Now, 20 years later, I hate emails. And no, I’m not talking about the emails from your Mom asking why you haven’t called lately, or the email from your buddy about playing golf on Sunday. I’m talking about coming in on a Monday morning, sitting down, firing up your computer, and there — waiting for you after the wonderful weekend you just had — is a barrage of ineffective emails. Emails from companies trying to persuade you to check out their product or service, but neglecting to engage or educate you as a consumer.


Don’t leave your customers wondering “Why did I receive this email?”

Below I am going to lay out 5 ways to get customers to not hate your emails, turning email marketing into a traffic driver for you website.

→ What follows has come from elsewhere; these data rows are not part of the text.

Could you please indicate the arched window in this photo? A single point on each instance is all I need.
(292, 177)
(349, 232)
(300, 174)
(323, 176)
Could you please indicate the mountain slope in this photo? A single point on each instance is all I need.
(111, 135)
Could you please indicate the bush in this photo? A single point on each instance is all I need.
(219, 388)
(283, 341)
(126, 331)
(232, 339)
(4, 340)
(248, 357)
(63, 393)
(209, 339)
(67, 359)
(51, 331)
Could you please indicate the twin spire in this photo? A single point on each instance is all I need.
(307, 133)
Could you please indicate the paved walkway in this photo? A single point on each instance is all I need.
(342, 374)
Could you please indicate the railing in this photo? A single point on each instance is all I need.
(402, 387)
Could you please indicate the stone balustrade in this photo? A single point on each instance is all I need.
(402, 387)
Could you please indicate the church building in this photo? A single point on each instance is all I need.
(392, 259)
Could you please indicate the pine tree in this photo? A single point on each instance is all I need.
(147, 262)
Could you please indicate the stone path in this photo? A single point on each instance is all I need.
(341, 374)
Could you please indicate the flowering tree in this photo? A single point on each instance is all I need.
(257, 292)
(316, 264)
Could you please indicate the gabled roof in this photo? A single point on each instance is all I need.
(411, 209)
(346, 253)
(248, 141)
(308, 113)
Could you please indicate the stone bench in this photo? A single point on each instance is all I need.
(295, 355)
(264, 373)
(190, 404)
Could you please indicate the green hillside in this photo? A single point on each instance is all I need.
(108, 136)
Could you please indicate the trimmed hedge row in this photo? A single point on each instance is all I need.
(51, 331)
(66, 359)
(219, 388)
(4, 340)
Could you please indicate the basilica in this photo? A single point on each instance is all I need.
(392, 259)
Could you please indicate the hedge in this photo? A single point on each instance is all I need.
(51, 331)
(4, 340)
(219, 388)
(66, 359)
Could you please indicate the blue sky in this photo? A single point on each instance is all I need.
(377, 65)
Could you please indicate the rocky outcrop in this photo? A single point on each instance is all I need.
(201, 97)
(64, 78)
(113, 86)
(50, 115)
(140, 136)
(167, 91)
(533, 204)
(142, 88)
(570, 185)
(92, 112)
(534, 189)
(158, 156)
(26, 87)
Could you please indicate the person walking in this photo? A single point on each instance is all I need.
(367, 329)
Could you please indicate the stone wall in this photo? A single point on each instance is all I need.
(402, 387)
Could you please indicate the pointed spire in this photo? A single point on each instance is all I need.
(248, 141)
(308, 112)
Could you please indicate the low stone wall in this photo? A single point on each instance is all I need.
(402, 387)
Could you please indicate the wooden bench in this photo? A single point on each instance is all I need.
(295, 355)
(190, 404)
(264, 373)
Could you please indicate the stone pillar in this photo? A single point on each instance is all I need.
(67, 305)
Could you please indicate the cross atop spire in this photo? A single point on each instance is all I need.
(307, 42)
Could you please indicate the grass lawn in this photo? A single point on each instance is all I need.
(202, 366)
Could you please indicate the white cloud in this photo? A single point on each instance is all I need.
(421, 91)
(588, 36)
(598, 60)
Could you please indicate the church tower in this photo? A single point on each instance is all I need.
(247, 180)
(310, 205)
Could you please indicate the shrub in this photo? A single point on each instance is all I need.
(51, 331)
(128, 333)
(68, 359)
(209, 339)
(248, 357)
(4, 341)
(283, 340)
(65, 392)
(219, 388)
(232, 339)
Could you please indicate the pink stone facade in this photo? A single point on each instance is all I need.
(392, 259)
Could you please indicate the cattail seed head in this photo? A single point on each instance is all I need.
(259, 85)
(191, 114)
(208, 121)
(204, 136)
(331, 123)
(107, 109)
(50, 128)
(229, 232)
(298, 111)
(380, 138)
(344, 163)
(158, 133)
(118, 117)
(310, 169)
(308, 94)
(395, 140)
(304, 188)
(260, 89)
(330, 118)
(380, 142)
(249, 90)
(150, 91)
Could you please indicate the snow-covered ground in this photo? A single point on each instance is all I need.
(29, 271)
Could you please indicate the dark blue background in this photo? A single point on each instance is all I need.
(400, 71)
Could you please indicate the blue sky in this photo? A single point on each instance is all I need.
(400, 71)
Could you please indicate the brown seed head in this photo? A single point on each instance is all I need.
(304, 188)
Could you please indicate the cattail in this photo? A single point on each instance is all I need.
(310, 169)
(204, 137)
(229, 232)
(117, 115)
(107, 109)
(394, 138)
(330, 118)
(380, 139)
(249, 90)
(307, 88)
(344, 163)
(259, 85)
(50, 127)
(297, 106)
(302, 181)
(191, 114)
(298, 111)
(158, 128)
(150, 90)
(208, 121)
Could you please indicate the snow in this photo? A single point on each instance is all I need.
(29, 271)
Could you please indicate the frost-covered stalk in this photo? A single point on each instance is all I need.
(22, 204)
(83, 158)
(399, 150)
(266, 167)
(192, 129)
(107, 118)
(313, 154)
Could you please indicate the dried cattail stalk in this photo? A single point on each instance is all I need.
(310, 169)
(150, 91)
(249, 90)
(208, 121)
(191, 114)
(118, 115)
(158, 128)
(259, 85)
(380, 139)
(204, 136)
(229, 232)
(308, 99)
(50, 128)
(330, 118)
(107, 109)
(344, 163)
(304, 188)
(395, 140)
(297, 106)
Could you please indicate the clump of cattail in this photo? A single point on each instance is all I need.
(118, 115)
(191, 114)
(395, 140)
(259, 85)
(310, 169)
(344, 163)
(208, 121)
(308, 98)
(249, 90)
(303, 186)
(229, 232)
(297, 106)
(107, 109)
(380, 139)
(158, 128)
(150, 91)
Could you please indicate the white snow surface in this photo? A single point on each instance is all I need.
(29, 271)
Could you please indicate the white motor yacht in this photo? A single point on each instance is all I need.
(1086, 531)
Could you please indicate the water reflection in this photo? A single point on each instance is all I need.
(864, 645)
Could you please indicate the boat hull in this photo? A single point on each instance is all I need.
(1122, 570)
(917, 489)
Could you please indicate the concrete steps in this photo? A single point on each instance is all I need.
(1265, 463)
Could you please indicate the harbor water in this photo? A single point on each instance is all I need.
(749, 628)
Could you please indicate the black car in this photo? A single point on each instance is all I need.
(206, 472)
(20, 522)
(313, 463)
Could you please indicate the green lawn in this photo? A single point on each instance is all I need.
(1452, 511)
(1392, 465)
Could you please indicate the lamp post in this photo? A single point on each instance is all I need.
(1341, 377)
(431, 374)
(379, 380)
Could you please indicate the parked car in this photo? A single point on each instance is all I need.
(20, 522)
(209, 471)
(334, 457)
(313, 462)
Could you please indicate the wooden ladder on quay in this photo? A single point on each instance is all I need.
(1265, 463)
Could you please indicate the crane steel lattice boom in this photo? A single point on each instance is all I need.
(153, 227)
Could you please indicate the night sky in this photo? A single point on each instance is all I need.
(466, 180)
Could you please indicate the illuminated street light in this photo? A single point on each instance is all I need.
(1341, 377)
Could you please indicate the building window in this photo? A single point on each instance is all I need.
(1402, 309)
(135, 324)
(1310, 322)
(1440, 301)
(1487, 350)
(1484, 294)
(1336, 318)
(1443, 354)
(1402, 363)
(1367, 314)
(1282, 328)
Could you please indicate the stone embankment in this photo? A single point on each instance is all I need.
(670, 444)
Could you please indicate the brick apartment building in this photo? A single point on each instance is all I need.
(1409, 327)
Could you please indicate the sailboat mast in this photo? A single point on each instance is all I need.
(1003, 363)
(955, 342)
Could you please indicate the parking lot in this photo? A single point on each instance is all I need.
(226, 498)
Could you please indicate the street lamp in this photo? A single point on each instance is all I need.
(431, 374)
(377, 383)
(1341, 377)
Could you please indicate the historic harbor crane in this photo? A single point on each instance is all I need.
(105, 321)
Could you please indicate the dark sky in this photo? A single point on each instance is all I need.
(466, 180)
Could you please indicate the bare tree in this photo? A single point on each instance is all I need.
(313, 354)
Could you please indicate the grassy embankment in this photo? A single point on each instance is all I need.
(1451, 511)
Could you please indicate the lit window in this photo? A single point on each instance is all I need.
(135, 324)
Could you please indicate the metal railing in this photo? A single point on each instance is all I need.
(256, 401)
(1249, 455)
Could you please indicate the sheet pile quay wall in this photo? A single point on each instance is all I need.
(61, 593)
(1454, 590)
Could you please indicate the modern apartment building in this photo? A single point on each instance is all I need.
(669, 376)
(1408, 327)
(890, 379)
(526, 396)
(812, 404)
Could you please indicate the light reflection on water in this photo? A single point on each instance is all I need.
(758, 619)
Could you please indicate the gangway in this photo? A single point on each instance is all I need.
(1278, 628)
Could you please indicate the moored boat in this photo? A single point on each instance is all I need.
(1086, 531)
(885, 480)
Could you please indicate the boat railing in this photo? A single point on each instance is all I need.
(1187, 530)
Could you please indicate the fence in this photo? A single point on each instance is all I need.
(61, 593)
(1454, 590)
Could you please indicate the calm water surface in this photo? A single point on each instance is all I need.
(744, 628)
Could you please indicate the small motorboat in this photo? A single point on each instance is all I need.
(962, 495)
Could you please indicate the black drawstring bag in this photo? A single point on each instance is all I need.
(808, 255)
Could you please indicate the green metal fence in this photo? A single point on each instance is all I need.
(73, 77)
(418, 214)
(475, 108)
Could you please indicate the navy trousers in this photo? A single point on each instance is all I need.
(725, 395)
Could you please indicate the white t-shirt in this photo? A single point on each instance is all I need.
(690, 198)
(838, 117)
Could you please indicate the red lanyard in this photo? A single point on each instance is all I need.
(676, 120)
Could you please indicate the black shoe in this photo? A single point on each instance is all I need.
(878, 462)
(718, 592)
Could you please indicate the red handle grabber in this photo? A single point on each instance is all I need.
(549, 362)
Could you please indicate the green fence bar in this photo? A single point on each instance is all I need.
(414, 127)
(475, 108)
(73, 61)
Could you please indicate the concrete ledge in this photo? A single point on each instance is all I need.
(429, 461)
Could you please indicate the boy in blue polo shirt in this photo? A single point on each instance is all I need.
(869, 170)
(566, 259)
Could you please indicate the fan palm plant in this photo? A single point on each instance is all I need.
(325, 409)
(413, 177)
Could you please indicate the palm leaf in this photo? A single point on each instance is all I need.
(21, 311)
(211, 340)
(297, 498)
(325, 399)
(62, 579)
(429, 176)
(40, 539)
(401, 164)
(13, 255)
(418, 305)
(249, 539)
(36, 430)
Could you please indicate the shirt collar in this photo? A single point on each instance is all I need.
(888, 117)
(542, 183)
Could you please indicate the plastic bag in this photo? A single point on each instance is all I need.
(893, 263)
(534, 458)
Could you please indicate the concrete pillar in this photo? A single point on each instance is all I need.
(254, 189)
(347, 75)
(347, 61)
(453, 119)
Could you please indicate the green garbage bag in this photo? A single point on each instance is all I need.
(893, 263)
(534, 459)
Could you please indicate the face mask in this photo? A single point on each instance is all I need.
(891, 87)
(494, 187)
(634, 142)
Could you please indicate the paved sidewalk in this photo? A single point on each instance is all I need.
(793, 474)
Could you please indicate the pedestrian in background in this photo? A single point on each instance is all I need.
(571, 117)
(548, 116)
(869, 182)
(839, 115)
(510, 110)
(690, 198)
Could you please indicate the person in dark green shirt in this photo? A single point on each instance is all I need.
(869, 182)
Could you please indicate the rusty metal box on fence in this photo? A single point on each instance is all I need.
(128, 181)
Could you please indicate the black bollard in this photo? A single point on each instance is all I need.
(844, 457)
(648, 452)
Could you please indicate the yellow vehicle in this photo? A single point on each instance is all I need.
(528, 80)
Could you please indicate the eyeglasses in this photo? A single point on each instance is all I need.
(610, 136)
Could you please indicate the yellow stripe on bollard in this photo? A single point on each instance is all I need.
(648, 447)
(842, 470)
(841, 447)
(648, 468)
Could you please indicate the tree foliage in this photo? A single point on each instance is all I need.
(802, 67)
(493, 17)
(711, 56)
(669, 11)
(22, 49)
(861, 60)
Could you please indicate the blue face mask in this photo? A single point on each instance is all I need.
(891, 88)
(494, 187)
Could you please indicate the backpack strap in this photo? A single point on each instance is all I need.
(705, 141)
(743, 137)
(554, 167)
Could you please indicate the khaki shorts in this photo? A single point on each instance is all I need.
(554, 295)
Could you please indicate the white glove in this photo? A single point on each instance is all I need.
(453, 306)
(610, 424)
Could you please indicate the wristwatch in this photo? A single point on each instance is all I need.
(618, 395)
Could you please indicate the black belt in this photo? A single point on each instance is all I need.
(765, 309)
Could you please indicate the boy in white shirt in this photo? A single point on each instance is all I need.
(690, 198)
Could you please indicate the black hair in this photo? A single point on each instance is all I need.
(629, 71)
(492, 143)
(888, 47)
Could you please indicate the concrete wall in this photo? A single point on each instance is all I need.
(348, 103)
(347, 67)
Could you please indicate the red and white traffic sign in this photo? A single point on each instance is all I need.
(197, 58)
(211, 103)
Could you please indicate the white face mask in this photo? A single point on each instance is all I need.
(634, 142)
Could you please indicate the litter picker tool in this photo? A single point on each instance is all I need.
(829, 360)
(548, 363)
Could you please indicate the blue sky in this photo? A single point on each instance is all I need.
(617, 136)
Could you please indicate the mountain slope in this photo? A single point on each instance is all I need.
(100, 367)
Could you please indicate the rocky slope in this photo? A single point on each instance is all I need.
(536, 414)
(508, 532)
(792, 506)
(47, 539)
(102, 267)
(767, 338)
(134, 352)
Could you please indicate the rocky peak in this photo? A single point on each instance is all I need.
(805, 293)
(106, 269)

1. Identify Who Needs Your Product or Service

I constantly wrestle with the fact that not every business wants, or is a good fit, for the services Engenius provides. That’s why we have systems in place to qualify potential clients. We don’t just send emails to random lists, we use permission-based email marketing — meaning an email address isn’t added to our list without the guests consent. This not only drives a higher volume of website traffic, it increases repeat visits from engaged content consumers (quality over quantity), creating more opportunities for them to convert.

2. Tailor content to your consumers

By finding out what your consumers want during your email capture phase, you can segment guests into different email lists. This allows you to provide users with information on the product or service that most interests them. By providing users with a direct route to what they want, your emails will have higher open and click through rates.

3. Make your website mobile friendly

According to Digiday, 70% of internet use is now on mobile devices, and it’s forecasted that we will see a 28% increase in mobile usage in 2016 alone. If our goal is to drive traffic to your website through email marketing, it doesn’t matter how engaging and tailored your marketing plan is; if there isn’t a mobile friendly site on the the other end of that email, you will lose 70% of customers as soon as they reach your site.


4. Don’t write a novel

It’s important that the information you send users be concise. You want to provide just enough information to pique their interest, getting them to click through to your site for more info. Make sure it’s clear what they can expect to find on your site, and give a nod to the added value they will receive by visiting it.

5. Make the subject line interesting

Let me caveat this by saying that people aren’t going to open your email just because of the title, and if the subject line is misleading they won’t spend any time on your email or your website. I know from personal experience that I will likely unsubscribe from such a misleading email list. On the opposite end of the spectrum, if you decide to put no effort into the subject and it is too cut and dry, there is no reason for the consumer to see what you have to offer. Our recommendation for subject headlines is: have it describe the product, service or promotion in a colorful way, but without being deceitful.

If more marketers followed these best practices for email marketing, maybe I wouldn’t hate emails quite as much… maybe. Until then, I’ll keep clearing my inbox weekly and adding filters to my spam folder. Make sure you aren’t being overlooked by your customers in this way — start with these tips and go from there.